Abschiedsgruß an Elton John vor seinen Auftritten in Köln
Manche sagen: Er ist zwar unheimlich populär, klar, aber kein ganz Großer. Und weil sich der 76-Jährige nun von der Bühne verabschiedet, ist das die ideale Gelegenheit zu entgegnen: Doch, ist er.
12.05.2023, 05:26 Uhr
Elton John 2019 auf einem Konzert in Perth/Australien.
Foto: imago images/AAP/TONY MCDONOUGH/imagoKurz mal in die Zeitmaschine steigen, den 25. August 1970 einstellen und ins „Troubadour“ nach Los Angeles düsen. Dort trat damals ein junger Kerl auf, 23 Jahre alt, er nannte sich Elton John, und wenn man der anwesenden Linda Ronstadt glauben darf, explodierte der Ort, als der Brite auf die Bühne kam: „Er war so dynamisch und charismatisch und so gut.“ Er habe alle Höllenhunde aus seinem Piano befreit und sich beim Singen den – nee, sorry, das muss man jetzt im Original zitieren: „He sang his ass off.“ Fünf Jahre später war dieser Elton John zu einem der populärsten Stars der 70er-Jahre gereift, auf die Umsätze gerechnet wahrscheinlich zum erfolgreichsten. Zu Spitzenzeiten veröffentlichte er zwei Nummer-eins-Alben pro Jahr und war für zwei Prozent der weltweiten Plattenverkäufe verantwortlich. Von Randy Newman, der den legendären Abend im „Troubadour“ ebenfalls erlebt hat, ist dieser Satz überliefert: „Elton John hat schon mehrere Platten aufgenommen, während ich mir noch die Zähne putze.“
Obwohl viele Menschen bis heute in ihren Herzkammern am liebsten zu Songs von Elton John seufzen, rechnen manche ihn doch nicht zu den Großen seiner Generation. Mick und Keith, Joni, Paul und Bob spielten dann ja doch noch in einer anderen Liga, heißt es manchmal, und wer das behauptet, dem ist eigentlich auch nicht mehr zu helfen. Eine der neueren Singles von Sir Elton heißt übrigens „Cold Heart“, er hat sie mit Dua Lipa und Pnau produziert, und mit 1,5 Milliarden Streams allein bei Spotify ist das sein größter Hit seit 25 Jahren. Also seit die Lady Di gewidmete Neuauflage von „Candle in the Wind“ zur meistverkauften Single der Welt wurde.

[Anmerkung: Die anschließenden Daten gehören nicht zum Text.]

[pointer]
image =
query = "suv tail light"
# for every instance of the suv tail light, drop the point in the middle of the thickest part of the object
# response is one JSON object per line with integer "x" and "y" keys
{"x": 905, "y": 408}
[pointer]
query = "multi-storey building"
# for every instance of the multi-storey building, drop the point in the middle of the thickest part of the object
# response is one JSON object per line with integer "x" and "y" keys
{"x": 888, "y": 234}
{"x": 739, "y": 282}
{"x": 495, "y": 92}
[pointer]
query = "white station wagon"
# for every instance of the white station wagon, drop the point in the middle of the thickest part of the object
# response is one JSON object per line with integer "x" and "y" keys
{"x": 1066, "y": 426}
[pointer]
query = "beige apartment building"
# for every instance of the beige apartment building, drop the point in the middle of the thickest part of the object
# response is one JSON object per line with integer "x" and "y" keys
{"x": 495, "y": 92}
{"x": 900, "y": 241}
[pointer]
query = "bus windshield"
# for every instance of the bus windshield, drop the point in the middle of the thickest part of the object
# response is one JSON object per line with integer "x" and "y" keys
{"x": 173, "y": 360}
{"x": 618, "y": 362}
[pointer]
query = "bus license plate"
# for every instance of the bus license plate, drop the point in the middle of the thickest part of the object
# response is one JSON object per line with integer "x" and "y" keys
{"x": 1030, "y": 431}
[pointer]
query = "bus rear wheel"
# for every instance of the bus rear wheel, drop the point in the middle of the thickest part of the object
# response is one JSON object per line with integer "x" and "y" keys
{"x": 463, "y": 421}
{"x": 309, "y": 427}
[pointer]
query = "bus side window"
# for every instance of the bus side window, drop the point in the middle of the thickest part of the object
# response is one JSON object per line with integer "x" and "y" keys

Was jedoch stimmt: Elton John war anders. Ist er immer noch. Als die Kollegen in schwarzen Lederhosen auftraten, die man ihnen nach der Show vom Leib schälen musste, trug er beim Konzert im Central Park ein Donald-Duck-Kostüm. Während andere mit dem Mikroständer so Sachen machten, probte er Kopfstand am Piano. Er mochte seine Kleinstadt-Herkunft, der die Rebellen der Sixties zu entkommen versuchten. Er war schüchtern und flamboyant zugleich, ein zurückhaltender Feuerball. Es wurde mit ihm nie langweilig, er bot die große Show: Für den Film „Rocketman“ mussten sie bloß ein Best-of dieser Biografie auffächern. „Es ist wichtig, zwei Diademe zu haben, wenn Sie unterwegs sind. Sie wissen nie, wann Sie zu etwas wirklich Formellem eingeladen werden“, hat er mal gesagt.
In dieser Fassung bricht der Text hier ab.